Regards, Jon Norris Creative Director
OnWired // Design. Develop. Promote. Web Solutions. P // ###.###.9403 M // ###@onwired.com W // www.OnWired.com
I love you guys. Now for a paragraph by paragraph analysis, because I don’t have anything to do and am too lazy to do a line by line. Paragraph 1: Thank you guys so much for your praise. Would you be able to tell that this was the only time I have ever used Photoshop, and that I had to borrow a friend’s computer? You should see my Gimp skills though, since I have much more practice at that:

Pixelation: Check. Comic Sans font: Check. Color Scheme: Check. Pointless elements: Check. All the necessities for excellence.
Anyways, my services are for hire! I better warn you, I am in high demand and as such charge a rather healthy fee for my time. Paragraph 2: Right, for part two of the “Do ____ Have a Sense of Humor?” I won’t make it obvious. When I find out if the RIAA jokes around, I won’t make it obvious that it is my french toast toaster stealing French music. Oh, and I am glad that you shared this (gasp! Is this really a blog!?!) post. You created quite a spike in my traffic.
Paragraph 3: You’re right, but there are certainly worst designs out there to steal. (Someone remind me to add border and padding around these images, it looks like crap!). <<Oh crap! Back in character!>> YOUR DESIGN? I MADE IT AND COMMISSIONED YOU TO MAKE IT! YOU STOLE MY IDEA! Paragraph 4: Frickin’ laser beams? At least they aren’t sting rays. With frickin’ laser beams. (Editor: That was too cruel, Rashy. Yes, I am Rashy’s editor, your lawyer doesn’t stand a chance.) Closing: “Regards”? What kind of closing is that?
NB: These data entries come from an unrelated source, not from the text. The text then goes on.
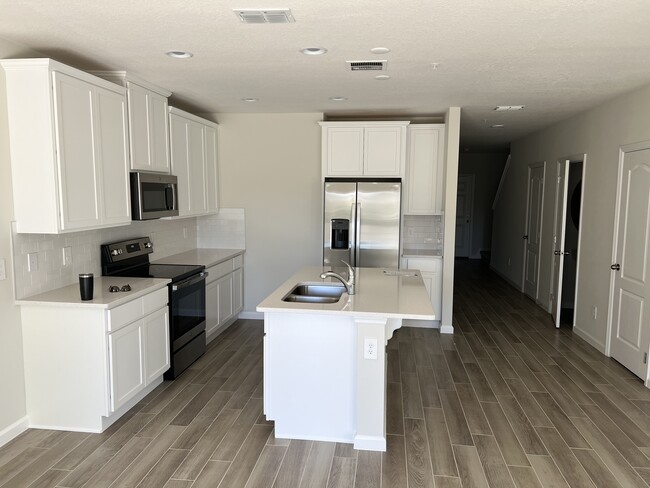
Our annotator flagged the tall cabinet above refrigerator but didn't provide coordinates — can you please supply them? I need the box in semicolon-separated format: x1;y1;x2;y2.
323;178;401;269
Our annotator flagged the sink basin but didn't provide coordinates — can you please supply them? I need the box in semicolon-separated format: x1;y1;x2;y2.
281;282;346;304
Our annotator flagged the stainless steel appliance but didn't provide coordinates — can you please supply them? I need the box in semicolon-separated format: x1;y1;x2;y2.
323;178;401;268
130;172;179;220
101;237;207;379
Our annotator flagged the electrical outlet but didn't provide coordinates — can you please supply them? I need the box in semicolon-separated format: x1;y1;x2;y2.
27;252;38;272
407;227;415;237
183;227;188;239
62;246;72;266
592;306;598;320
0;258;6;281
364;337;378;360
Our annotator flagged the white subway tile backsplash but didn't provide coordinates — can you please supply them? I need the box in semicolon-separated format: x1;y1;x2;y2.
402;214;444;252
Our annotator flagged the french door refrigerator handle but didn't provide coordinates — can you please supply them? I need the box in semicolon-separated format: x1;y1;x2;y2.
349;203;356;266
355;203;361;267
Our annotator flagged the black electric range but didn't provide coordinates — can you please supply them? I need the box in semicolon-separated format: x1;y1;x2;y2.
101;237;207;379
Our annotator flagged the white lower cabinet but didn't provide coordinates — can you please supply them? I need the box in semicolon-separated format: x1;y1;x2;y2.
20;286;169;432
405;257;442;323
205;255;244;340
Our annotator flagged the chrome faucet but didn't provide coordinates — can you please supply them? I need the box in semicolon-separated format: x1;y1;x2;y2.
320;260;356;295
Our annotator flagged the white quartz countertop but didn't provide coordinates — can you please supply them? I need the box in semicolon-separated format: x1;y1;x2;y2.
16;277;170;309
257;266;435;320
153;248;244;268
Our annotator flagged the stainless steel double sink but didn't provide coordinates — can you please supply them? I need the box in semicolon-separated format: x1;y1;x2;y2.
281;282;346;304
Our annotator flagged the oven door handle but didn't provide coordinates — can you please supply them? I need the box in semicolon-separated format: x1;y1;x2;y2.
172;272;208;291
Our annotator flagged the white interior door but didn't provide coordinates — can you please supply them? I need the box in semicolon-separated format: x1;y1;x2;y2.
610;147;650;379
551;161;569;326
455;175;474;258
523;163;545;299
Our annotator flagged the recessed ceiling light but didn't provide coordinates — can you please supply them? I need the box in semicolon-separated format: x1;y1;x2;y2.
491;124;505;128
431;63;440;70
375;75;391;80
242;97;259;102
329;97;347;101
166;50;193;59
494;105;525;111
370;47;390;54
301;47;327;56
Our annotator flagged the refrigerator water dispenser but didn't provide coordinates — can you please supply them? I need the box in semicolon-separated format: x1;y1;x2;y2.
331;219;350;250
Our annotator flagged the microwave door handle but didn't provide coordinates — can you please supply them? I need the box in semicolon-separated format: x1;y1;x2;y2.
166;184;177;211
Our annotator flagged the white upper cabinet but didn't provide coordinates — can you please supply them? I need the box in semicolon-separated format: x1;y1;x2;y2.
320;122;409;178
1;59;131;233
92;72;172;174
405;124;445;215
169;107;219;217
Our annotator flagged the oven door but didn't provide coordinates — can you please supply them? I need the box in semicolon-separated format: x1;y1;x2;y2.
170;272;207;351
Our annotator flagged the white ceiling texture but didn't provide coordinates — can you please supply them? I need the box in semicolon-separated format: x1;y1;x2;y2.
1;0;650;150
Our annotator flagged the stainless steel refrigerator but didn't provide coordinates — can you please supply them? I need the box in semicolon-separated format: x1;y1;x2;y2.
323;178;401;269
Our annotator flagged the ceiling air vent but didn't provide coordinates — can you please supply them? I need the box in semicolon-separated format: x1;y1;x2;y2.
347;60;387;71
234;9;295;24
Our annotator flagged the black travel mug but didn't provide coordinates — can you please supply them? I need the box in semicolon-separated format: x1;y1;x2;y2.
79;273;94;301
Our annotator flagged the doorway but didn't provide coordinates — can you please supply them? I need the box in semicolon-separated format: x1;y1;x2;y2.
523;163;545;300
455;174;474;258
550;157;584;327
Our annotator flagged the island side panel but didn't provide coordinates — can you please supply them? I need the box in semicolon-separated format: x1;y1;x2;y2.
264;312;357;444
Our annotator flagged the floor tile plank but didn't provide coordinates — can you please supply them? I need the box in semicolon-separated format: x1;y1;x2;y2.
531;392;589;448
453;445;490;488
404;418;435;488
354;450;381;488
572;448;624;488
299;441;336;488
440;389;473;446
473;434;516;487
381;434;408;488
534;427;596;488
272;439;312;488
481;401;530;466
456;383;492;435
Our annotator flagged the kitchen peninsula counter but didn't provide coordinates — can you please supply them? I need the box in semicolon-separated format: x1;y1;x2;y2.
257;265;434;452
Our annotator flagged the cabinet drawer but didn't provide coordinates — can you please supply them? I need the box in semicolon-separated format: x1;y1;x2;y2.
405;257;442;273
107;298;143;332
233;254;243;270
207;260;233;283
143;287;168;316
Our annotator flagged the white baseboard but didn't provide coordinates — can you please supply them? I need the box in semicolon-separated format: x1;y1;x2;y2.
354;434;387;452
440;324;454;334
239;311;263;320
573;326;606;355
0;416;29;448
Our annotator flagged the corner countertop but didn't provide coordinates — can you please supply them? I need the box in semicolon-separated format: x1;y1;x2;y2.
16;277;170;309
152;248;245;268
257;266;435;320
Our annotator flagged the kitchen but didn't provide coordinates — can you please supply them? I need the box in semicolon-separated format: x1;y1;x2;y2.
3;2;650;487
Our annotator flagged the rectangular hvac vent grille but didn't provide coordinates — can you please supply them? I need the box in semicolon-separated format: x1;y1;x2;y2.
347;61;387;71
234;9;295;24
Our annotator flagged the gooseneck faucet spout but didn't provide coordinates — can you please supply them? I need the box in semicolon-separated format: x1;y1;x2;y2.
320;261;356;295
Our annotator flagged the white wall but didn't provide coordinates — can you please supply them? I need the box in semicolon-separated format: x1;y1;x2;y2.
0;37;42;441
492;82;650;351
212;113;323;314
458;152;508;259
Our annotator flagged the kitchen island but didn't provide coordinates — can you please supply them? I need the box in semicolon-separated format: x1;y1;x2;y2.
257;266;434;451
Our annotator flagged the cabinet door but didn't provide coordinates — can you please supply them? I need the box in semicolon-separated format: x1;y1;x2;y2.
205;279;219;336
364;126;404;176
325;127;364;176
143;307;170;384
94;86;131;226
108;320;144;412
217;274;233;325
169;113;191;216
148;92;170;173
53;72;101;230
232;267;243;313
127;83;151;171
205;125;219;214
187;120;207;215
406;126;443;214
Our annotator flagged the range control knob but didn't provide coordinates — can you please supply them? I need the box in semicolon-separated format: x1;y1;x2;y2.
111;249;119;256
144;242;152;248
118;249;123;255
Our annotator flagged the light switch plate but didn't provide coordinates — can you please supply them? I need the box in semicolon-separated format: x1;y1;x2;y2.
0;258;6;281
27;252;38;272
63;246;72;266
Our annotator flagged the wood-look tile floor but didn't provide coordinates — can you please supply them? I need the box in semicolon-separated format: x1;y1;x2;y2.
3;260;650;487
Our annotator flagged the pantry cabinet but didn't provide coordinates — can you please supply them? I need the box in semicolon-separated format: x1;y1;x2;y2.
320;121;410;177
405;125;445;215
169;107;219;217
1;59;131;233
205;254;244;341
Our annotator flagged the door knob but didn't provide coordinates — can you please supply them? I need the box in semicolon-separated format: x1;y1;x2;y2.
523;235;529;240
554;250;560;255
611;263;621;270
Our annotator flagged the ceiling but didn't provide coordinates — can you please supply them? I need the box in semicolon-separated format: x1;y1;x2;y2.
1;0;650;150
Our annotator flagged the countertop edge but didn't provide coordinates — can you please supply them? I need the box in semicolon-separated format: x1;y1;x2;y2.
152;248;245;268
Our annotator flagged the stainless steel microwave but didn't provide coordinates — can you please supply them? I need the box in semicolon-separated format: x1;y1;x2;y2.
130;172;179;220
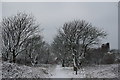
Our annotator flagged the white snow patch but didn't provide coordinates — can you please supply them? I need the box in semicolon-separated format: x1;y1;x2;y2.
2;61;50;78
50;64;118;78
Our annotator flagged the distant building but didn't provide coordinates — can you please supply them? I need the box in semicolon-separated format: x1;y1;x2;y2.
101;43;110;53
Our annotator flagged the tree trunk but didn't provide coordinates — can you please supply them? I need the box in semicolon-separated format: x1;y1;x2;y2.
45;60;49;64
62;59;65;67
12;49;16;63
73;63;78;75
75;67;77;75
73;54;78;75
6;52;9;61
46;51;50;64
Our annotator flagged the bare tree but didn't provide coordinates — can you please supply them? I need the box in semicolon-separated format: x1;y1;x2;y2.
52;20;107;74
1;12;39;63
44;43;51;64
22;35;44;65
52;34;70;67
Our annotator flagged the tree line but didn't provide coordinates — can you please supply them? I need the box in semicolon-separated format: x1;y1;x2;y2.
1;13;52;65
1;12;118;71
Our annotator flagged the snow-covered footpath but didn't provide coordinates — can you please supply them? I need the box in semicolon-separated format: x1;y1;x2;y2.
50;64;118;78
2;61;119;78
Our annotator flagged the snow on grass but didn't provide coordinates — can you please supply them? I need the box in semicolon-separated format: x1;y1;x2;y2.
2;61;50;78
2;61;118;78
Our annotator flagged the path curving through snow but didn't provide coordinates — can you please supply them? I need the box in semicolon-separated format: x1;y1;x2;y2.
50;65;86;78
50;65;70;78
49;64;118;78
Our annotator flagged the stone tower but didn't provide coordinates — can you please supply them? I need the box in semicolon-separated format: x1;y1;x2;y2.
101;43;110;52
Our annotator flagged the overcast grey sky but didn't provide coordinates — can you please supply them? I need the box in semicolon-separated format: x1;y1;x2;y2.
2;2;118;49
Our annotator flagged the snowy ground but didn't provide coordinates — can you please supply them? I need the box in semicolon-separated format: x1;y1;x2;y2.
2;61;119;78
2;61;49;78
50;65;86;78
50;64;118;78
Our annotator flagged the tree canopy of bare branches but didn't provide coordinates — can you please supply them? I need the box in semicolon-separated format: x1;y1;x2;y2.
1;12;39;63
52;20;107;73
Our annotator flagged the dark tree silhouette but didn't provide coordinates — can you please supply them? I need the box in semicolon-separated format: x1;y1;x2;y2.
52;20;107;74
1;12;39;63
23;35;44;65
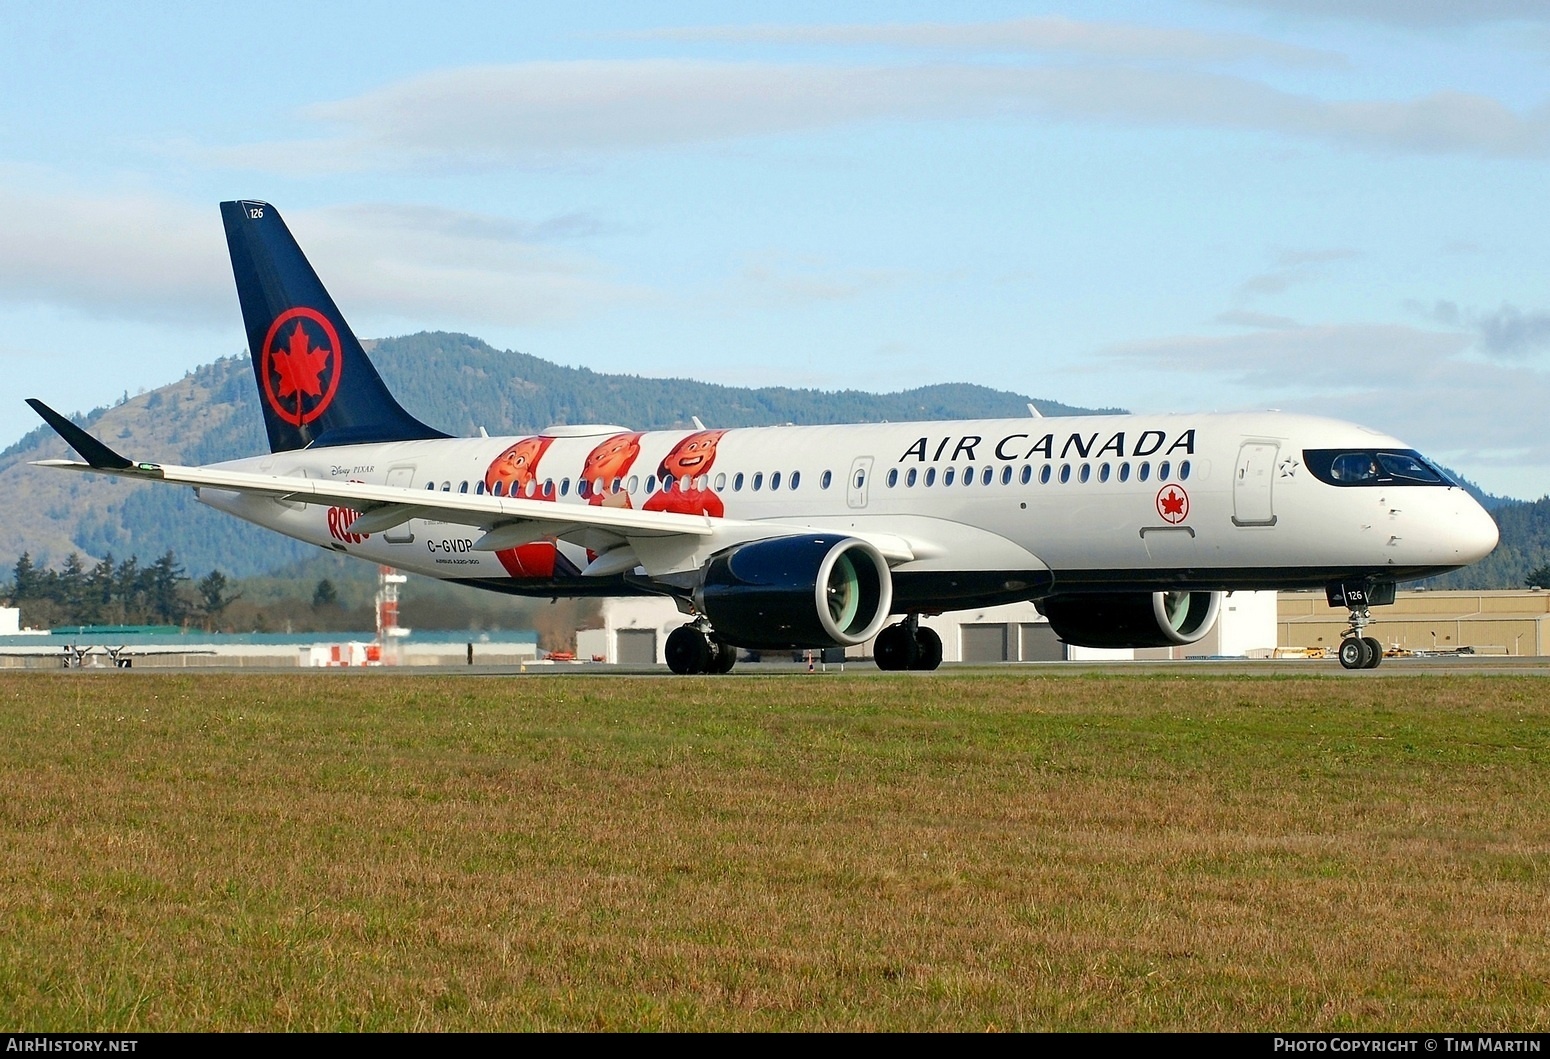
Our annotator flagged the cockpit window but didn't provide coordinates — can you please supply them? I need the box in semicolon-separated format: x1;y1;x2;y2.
1304;449;1452;487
Are you trying to show off your thesaurus? How about a “Sincerely” or a “Love”? And you are just one first name shy of being Chuck Norris! Ok, ok, ok. That is enough. Happy Design Directing, Mr. Design Director. For all one of my regular readers, tune in sometime for: “Do crocodiles have a sense of humor?” as I tease their appetite with my limbs.


Web designers have no sense of humour. It’s an indisputable law of nature.
Therefore, this site has either enslaved a designer or a writer.
So Rashy…
How much are you willing to pay to keep your secret secret?
I am willing to give my life to keep my secret secret. Are you? I got a response from them, I will put it up a little later on.
Not really, I’m too important, but if it’s someone else’s life.
They’re disposable.
Call me a traditionalist, but I still prefer the classic sharks with frickin’ laser beams.
Your funniest funny yet.
However, all this is paltry to the fact that you’re now using the email I entered to track me down like the paedophile you are.